La acusación anuncia que recurrirá el posible sobreseimiento pues un informe independiente descarta que el fallecimiento del niño fuera fortuito

13.04.2016 | 17:02
El entierro de María Oliva Barreiro, en Llanes.

La fiscalía ha solicitado el sobreseimiento de la causa penal abierta en el Juzgado de Instrucción Número 1 de Cangas de Onís por el caso del fallecimiento, en octubre de 2013, de una llanisca y de su hijo poco después de dar a luz en el hospital de Arriondas. El fiscal se basa, para pedir el archivo de la causa, en el informe del forense, que estima que los fallecimientos de María Oliva Barreiro García y su hijo se produjeron por causas naturales, como consecuencia de la infección del líquido amniótico. La letrada de la familia de María Oliva Barreiro, Marta Pérez, no había recibido ayer notificación alguna al respecto. En caso de que el juez determine el sobreseimiento de la causa, Pérez anunció que lo recurrirá.

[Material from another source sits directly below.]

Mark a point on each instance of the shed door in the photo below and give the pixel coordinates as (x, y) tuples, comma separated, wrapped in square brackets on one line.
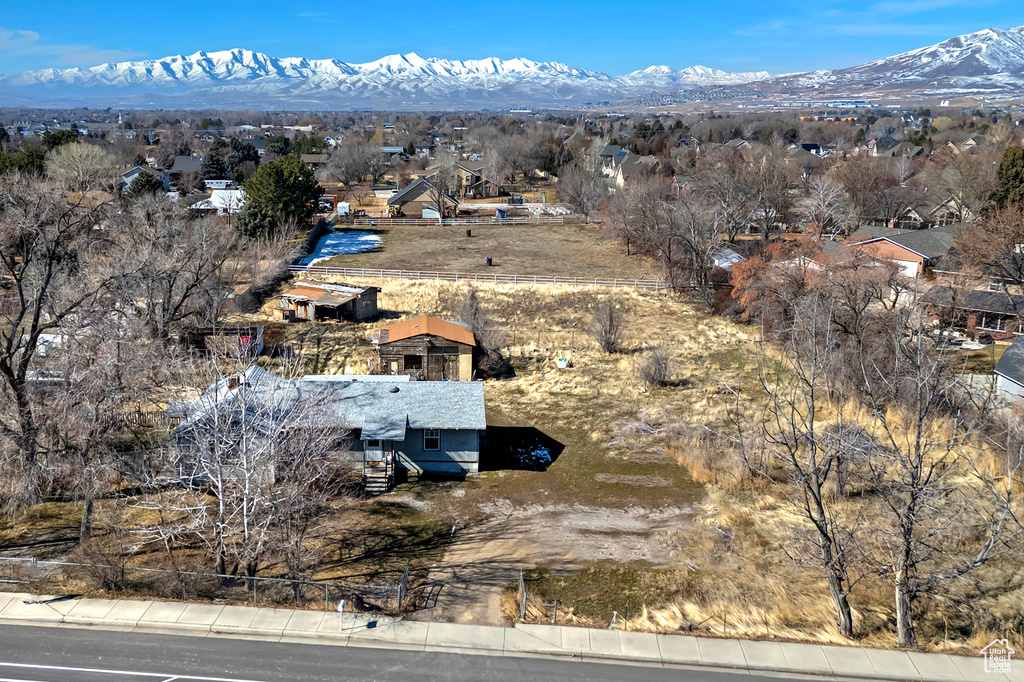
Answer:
[(452, 368)]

"Recurriremos pues, nosotros, tenemos un informe que dice otra cosa", afirmó la letrada. En el informe de la acusación, elaborado por un especialista independiente, se establece que la causa del fallecimiento de la madre pudo ser fortuita, pero no así la del niño. Al margen de que pueda archivarse la vía penal de este caso, Marta Pérez recordó que sigue en marcha el proceso contencioso administrativo, iniciado contra el Servicio de Salud dl Principado de e Asturias (SESPA). "Si se cierra la vía penal impulsaremos la vía contencioso administrativa para pedir responsabilidades a los médicos y al servicio público sanitario", indicó la abogada.

El fallecimiento de María Oliva Barreiro, de 38 años, y de su hijo durante el parto, conmocionó a toda la región. La mujer acudió un día antes de que se le practicase una cesárea programada al centro de salud de Llanes, donde se le diagnosticó una infección de orina y se le recomendó que acudiera al hospital comarcal. En Arriondas, según la versión de la familia, le suministraron un medicamento para bajarle la fiebre y, acto seguido, oxitocina para inducirle el parto. Instantes después, la parturienta sufrió el primero de los varios infartos que tuvo antes de morir. Los médicos decidieron entonces practicarle una cesárea de urgencia. El niño nació muerto y a la madre le extirparon el útero. Los médicos decidieron trasladarla entonces a Cabueñes, adonde llegó en parada cardiorrespiratoria y nada se pudo hacer por su vida.